The oldest door was dated for the first time in 2005 by the process known as dendrochronology. A detailed study of the wooden door, which can been seen in the vestibule leading to the Chapter House at Westminster Abbey, showed that the wood was felled after 1032 AD and that the door was constructed sometime in the 1050s. This was during the reign of King Edward the Confessor, who built the Norman Abbey which was consecrated in 1065.
That makes it not only the oldest in the UK but also the only one assignable to the Anglo Saxon period. The ring-pattern of the timber indicates that the tree grew in eastern England, most probably coming from the extensive woodland owned by the Abbey in this area, and possibly from Essex.

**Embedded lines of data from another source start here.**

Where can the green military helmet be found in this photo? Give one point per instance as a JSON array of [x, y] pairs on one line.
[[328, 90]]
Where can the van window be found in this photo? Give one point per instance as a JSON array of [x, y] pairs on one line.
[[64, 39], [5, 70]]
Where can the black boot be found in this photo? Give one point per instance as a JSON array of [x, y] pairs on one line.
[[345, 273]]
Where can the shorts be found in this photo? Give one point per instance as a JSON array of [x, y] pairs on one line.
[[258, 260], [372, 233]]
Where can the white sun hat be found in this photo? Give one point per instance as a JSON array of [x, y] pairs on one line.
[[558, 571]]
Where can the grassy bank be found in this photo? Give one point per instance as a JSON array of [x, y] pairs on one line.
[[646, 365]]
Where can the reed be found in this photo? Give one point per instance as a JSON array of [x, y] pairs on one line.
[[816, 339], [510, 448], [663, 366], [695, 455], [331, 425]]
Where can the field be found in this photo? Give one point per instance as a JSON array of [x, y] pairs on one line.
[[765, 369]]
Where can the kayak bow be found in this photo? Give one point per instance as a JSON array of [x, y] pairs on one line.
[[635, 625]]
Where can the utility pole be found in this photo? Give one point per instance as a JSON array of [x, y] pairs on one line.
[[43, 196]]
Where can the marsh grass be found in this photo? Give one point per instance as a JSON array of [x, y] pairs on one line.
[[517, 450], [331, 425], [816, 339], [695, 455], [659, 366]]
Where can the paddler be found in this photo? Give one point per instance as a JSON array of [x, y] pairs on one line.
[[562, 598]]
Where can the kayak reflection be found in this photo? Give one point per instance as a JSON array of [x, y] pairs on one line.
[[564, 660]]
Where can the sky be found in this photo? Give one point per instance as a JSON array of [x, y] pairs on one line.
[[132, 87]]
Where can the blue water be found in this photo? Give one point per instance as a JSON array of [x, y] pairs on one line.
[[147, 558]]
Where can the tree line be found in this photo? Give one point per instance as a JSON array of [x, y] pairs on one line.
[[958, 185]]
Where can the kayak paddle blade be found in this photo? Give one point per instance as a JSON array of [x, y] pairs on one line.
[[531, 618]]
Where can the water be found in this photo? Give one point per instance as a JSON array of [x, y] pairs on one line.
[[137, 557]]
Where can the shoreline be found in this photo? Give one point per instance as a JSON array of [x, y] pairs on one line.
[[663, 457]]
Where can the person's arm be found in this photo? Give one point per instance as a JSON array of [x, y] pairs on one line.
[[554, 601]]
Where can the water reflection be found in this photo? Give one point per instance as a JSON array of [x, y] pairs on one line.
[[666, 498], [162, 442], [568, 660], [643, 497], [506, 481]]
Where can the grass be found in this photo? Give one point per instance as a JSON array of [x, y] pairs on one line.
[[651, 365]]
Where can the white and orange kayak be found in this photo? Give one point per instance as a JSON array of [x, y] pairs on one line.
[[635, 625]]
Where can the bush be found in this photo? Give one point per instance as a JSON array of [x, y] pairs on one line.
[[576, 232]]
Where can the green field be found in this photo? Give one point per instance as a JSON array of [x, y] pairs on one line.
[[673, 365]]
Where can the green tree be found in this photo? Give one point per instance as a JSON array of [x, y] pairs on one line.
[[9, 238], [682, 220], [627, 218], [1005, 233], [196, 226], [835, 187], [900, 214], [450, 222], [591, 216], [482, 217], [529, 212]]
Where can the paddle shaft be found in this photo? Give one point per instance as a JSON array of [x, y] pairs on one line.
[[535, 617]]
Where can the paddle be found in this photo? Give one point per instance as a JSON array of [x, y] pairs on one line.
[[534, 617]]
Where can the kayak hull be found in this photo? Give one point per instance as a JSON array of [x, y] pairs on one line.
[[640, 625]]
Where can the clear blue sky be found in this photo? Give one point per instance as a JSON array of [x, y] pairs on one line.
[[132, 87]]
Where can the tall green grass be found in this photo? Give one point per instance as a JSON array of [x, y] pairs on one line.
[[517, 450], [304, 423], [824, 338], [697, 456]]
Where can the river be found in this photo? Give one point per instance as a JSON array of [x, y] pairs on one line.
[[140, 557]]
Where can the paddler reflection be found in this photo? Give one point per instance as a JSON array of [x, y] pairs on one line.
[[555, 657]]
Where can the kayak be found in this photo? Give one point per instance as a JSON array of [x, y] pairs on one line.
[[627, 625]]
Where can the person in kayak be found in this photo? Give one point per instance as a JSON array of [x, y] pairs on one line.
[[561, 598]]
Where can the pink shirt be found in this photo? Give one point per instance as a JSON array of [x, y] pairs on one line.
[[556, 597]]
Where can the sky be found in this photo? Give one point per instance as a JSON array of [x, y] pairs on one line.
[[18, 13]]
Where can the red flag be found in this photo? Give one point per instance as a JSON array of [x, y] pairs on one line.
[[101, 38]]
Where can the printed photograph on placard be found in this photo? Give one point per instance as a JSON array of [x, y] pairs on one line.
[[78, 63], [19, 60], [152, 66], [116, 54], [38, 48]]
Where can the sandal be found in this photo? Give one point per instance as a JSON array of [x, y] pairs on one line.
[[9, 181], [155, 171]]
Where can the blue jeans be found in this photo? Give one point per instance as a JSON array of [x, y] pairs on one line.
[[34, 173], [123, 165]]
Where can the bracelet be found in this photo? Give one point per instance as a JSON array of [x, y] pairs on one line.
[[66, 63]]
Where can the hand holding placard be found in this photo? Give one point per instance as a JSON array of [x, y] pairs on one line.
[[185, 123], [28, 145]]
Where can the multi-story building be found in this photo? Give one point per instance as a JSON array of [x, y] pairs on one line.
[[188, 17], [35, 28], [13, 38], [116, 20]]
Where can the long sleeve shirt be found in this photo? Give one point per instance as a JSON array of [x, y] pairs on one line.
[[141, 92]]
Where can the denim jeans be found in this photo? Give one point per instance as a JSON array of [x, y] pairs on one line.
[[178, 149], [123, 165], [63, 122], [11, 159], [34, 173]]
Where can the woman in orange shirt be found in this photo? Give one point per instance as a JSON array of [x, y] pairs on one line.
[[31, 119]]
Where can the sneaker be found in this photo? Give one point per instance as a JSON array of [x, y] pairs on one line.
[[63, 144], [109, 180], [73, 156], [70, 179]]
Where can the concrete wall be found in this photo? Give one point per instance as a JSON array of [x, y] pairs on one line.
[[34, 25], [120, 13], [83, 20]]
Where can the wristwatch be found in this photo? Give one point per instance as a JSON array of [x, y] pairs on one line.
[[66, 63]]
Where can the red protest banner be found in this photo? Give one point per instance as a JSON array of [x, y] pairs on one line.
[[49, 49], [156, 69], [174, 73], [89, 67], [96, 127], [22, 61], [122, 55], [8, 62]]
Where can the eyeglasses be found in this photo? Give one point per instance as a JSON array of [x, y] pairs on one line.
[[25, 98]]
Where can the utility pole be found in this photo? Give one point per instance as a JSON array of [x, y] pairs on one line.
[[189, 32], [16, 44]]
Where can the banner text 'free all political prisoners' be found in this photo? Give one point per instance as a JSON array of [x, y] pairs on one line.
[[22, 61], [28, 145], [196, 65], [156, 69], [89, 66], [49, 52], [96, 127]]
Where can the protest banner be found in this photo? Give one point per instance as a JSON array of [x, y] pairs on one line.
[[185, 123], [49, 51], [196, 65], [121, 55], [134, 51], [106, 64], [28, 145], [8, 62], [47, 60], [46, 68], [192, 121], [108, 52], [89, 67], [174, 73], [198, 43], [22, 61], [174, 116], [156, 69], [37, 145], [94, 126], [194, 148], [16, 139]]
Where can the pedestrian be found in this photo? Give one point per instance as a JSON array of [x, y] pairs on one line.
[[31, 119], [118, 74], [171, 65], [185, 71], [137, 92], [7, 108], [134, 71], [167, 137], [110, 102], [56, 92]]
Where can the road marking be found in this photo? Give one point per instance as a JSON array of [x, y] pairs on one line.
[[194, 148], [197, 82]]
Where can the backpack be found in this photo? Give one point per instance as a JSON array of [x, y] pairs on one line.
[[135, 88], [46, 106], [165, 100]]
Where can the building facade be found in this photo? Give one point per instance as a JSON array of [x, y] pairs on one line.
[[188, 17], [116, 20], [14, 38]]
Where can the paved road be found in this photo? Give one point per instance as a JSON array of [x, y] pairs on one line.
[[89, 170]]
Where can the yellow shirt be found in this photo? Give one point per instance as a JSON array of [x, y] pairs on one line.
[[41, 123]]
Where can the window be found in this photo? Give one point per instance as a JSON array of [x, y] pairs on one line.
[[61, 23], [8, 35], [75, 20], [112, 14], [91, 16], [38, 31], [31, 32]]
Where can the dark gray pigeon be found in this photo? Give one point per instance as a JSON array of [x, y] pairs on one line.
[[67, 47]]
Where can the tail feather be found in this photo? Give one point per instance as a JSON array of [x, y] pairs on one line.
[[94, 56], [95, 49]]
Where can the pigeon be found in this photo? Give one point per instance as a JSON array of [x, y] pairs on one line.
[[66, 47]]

The door is made of five vertical oak planks held together with three horizontal battens and iron straps. Most unusually the battens are recessed into the planks so that the door is flush on both sides. Normally medieval doors have a flat front and the back has projecting ledges and braces. The construction of this door is unique and shows that it was intended to communicate between spaces of equal importance in the Abbey. But its original position is not known. The boards are from a single tree and rings on them show growth during the years from AD 924 to 1030. As the bark was trimmed when the planks were made into a door it means the exact year of felling cannot be known.
The door has been cut down and now measures 6.5 feet high and 4 feet wide and leads into a small narrow room. The top was almost certainly round-arched and would have been around 9 feet high originally. After the planks were fitted together probably both faces were covered with cow hide, added to provide a smooth surface for decoration (no trace of painting remains). Then the ornamental iron hinges and decorative straps were fixed. Only one of the original straps survives today with hide trapped underneath it (on the inner face of the door).
The door was obviously retained when Henry III rebuilt the Abbey and Chapter House from 1245 but cut down to be put in a new position. In the 19th century the fragments of cow hide were first noted and a legend grew up that this skin was human. It was supposed that someone had been caught committing sacrilege or robbery in the church and had been flayed and his skin nailed to this door as a deterrent to others.